South Korea’s central bank isn’t just talking about tokenization anymore. It’s building the infrastructure.
Bank of Korea Governor Shin Hyun-song took the stage at the ECB Forum on Central Banking in Sintra, Portugal on June 30, presenting a paper titled “A unified ledger in practice: lessons from Project Hangang.” The core argument: tokenizing government bonds on a single permissioned ledger could fundamentally simplify how sovereign debt gets issued, settled, and managed.
What Project Hangang actually does
Project Hangang is the Bank of Korea’s flagship experiment in building what it calls a Digital Currency System, or DCS. The platform is permissioned, meaning it’s not an open blockchain anyone can join. It’s a controlled environment run by the central bank, designed to host tokenized central bank money, commercial bank deposits, and other tokenized assets on one unified ledger.

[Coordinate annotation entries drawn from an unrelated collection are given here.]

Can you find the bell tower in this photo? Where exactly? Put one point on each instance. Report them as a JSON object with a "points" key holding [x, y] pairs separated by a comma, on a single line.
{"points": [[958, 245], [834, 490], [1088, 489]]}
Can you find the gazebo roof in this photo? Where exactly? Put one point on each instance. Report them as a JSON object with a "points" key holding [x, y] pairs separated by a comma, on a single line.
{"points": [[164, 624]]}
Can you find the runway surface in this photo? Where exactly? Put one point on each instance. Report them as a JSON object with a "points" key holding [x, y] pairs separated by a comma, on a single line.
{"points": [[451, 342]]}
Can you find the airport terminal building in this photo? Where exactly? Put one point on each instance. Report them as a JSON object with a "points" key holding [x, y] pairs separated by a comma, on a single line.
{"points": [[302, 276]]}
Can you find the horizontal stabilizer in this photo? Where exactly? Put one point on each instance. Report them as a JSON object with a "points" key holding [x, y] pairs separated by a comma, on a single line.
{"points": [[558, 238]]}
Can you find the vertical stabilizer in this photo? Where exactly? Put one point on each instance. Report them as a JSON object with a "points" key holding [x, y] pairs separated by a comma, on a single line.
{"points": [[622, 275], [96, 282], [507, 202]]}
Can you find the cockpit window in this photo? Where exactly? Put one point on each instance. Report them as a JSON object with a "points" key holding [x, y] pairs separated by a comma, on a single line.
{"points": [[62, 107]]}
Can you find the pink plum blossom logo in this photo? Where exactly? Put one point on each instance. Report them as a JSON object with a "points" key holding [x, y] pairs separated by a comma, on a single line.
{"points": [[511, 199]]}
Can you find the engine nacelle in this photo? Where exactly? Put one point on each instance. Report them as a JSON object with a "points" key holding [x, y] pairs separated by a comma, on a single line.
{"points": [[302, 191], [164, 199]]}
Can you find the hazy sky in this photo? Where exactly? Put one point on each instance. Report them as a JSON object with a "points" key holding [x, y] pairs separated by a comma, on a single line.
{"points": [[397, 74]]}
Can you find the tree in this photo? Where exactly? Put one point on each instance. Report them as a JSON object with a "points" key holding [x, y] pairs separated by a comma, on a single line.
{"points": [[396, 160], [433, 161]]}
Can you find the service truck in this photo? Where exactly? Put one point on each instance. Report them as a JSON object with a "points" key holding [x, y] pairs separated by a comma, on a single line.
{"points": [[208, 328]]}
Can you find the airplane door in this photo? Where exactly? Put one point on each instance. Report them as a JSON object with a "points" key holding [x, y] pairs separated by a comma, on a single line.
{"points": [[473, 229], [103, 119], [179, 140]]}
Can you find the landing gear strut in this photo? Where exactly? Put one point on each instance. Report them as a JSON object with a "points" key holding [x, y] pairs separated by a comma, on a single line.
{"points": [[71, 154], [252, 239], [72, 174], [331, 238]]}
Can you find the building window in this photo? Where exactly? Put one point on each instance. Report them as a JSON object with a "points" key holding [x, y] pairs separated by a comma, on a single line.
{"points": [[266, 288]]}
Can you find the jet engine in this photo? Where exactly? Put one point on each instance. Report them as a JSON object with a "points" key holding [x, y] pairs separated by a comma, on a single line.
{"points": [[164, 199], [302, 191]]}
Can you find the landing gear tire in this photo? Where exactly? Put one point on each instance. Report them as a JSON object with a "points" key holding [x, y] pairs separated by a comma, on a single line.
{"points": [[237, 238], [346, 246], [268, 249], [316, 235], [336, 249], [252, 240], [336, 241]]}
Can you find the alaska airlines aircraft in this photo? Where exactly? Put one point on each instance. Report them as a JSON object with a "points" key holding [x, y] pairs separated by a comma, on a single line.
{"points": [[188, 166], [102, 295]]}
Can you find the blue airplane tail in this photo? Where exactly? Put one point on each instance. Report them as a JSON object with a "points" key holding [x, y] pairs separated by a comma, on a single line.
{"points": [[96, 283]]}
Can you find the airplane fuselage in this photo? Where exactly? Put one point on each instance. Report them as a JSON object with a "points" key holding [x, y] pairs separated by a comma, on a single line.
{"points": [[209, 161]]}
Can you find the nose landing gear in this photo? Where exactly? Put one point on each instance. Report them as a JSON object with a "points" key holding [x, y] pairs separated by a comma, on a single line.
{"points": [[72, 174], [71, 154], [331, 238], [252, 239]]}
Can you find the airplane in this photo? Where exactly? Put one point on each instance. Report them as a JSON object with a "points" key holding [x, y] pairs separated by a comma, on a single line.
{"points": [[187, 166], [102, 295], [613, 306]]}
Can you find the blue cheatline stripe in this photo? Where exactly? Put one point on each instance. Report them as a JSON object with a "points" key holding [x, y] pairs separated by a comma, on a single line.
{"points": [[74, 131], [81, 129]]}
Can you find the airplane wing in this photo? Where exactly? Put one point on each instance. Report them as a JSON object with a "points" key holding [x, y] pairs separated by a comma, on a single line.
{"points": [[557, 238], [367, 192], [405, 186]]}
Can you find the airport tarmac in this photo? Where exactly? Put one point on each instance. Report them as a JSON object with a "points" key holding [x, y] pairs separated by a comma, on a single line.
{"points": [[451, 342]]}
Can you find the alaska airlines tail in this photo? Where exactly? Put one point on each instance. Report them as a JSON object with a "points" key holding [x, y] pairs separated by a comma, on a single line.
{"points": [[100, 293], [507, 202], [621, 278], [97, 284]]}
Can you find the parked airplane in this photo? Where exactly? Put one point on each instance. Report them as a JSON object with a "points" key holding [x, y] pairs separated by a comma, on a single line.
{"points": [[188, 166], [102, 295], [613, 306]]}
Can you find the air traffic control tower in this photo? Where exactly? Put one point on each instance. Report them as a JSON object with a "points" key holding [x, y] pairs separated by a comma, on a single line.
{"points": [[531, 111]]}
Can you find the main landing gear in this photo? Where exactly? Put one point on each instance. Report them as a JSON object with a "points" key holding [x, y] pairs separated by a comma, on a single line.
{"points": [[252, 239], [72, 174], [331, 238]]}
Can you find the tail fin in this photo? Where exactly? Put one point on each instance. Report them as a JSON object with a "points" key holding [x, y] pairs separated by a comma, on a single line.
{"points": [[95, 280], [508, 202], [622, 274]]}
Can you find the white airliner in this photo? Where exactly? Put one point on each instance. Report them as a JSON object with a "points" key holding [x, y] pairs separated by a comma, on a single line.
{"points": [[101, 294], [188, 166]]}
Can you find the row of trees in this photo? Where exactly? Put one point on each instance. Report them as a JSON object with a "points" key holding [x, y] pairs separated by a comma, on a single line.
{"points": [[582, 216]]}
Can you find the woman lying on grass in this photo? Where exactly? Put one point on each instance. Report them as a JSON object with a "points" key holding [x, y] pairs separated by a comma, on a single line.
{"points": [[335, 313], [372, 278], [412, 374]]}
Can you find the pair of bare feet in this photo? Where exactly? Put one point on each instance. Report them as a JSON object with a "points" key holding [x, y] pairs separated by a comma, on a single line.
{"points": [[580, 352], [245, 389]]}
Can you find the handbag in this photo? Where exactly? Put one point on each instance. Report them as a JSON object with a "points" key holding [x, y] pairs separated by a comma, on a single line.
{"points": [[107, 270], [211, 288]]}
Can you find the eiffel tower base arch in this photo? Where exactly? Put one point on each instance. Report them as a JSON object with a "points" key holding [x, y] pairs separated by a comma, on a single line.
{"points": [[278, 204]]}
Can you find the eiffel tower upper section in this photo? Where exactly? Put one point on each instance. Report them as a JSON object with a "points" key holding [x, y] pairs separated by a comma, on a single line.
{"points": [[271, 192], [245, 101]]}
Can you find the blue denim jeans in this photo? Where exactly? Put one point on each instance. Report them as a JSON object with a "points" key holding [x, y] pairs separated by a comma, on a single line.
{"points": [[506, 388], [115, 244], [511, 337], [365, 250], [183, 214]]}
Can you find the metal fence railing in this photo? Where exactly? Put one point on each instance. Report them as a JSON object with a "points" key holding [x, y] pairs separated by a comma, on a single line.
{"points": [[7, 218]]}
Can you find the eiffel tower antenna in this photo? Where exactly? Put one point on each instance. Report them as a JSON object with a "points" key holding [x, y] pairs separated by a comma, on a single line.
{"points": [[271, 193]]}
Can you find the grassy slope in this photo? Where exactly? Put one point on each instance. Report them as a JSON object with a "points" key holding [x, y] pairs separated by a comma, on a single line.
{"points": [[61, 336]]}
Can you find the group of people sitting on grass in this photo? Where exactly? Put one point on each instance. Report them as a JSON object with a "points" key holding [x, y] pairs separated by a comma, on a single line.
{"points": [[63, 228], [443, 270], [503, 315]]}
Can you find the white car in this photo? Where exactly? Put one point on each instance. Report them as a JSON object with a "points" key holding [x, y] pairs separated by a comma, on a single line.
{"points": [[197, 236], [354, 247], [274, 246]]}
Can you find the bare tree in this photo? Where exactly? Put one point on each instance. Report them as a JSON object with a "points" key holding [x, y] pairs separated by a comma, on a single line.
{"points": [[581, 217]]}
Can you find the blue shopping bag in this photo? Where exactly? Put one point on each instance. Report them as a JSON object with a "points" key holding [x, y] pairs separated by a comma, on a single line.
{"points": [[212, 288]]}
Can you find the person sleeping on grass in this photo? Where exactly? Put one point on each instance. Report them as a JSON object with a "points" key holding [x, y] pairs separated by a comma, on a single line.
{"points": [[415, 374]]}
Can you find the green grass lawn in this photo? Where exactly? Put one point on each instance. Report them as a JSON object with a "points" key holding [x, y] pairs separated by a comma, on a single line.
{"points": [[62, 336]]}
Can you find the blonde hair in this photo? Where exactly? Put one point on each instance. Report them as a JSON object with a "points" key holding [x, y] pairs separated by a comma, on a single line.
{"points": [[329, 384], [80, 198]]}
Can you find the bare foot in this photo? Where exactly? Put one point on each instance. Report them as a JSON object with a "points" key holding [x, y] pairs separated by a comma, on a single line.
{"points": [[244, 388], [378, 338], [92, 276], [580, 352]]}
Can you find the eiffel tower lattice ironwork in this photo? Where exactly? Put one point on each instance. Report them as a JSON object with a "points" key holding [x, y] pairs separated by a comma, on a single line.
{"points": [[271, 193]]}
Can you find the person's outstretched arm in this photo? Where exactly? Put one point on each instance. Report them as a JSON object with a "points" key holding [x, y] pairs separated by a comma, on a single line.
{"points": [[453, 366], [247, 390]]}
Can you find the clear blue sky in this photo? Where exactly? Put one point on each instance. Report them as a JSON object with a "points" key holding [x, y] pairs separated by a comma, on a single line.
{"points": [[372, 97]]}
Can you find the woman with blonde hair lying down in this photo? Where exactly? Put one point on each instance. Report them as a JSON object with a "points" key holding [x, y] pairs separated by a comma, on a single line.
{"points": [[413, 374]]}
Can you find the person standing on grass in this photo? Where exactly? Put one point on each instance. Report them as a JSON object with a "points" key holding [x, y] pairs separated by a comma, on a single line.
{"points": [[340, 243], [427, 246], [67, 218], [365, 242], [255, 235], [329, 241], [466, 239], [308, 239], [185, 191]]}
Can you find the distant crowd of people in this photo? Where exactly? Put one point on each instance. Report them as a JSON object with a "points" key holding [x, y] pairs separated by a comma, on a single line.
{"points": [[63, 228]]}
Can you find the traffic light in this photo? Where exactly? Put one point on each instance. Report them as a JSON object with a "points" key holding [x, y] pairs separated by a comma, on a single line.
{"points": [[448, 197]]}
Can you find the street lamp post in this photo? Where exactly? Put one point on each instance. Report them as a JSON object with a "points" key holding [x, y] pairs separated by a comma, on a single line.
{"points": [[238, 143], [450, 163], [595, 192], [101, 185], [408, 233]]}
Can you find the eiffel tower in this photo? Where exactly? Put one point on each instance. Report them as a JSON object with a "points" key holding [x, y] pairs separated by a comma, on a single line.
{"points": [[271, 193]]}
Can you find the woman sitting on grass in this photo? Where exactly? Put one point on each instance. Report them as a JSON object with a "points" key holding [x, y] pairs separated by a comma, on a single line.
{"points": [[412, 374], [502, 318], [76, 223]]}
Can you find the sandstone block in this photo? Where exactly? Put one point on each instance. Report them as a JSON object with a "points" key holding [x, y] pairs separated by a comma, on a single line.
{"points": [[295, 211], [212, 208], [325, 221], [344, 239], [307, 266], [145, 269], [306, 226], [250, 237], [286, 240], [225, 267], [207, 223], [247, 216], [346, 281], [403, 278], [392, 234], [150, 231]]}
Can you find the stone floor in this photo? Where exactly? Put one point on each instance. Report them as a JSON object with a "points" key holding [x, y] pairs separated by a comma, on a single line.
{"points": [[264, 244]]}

The key technical concept here is atomic settlement. When a bond trade happens, the exchange of the asset and the payment occurs simultaneously and automatically, with no gap between delivery and payment.
Phase I of the project ran from April to June 2025 and involved roughly 80,000 users and 12,000 merchants. Phase II is scheduled to begin in the second half of 2026, expanding the system’s capabilities.
Governor Shin’s paper emphasized that the system preserves the “two-tier monetary structure” — the existing arrangement where central banks issue base money and commercial banks create deposits on top of it. The DCS uses tokenized wholesale central bank digital currency as the settlement asset while keeping commercial banks in the loop.
South Korea’s regulatory momentum
South Korea’s Financial Services Commission is expected to release tokenized-securities guidelines in July 2026, creating a regulatory framework that would sit alongside the BOK’s technical infrastructure.
Governor Shin’s vision also aligns with broader international efforts. The Bank for International Settlements has been championing cross-border interoperability through Project Agorá, which explores how tokenized financial systems in different countries could communicate with each other.
One notable absence from the paper: any mention of public crypto tokens or specific blockchain technologies. The BOK is interested in the tokenization concept, not the crypto ecosystem that popularized it.
What this means for investors
The broader competitive landscape is worth watching. Singapore’s Monetary Authority has been running its own tokenization experiments. The European Central Bank hosted this very forum where Shin presented, and has its own Appia project. And the BIS is actively building frameworks for cross-border token interoperability. South Korea’s combination of a completed Phase I, a Phase II launching in the second half of 2026, and incoming regulatory guidelines from the FSC in July 2026 puts it near the front of the pack.
For the crypto industry specifically, the signal is mixed. Central banks adopting tokenization validates the core thesis that blockchain-style infrastructure can improve financial markets. However, projects like Hangang are explicitly designed to operate outside the public crypto ecosystem, using permissioned systems, central bank-issued settlement assets, and regulated participants.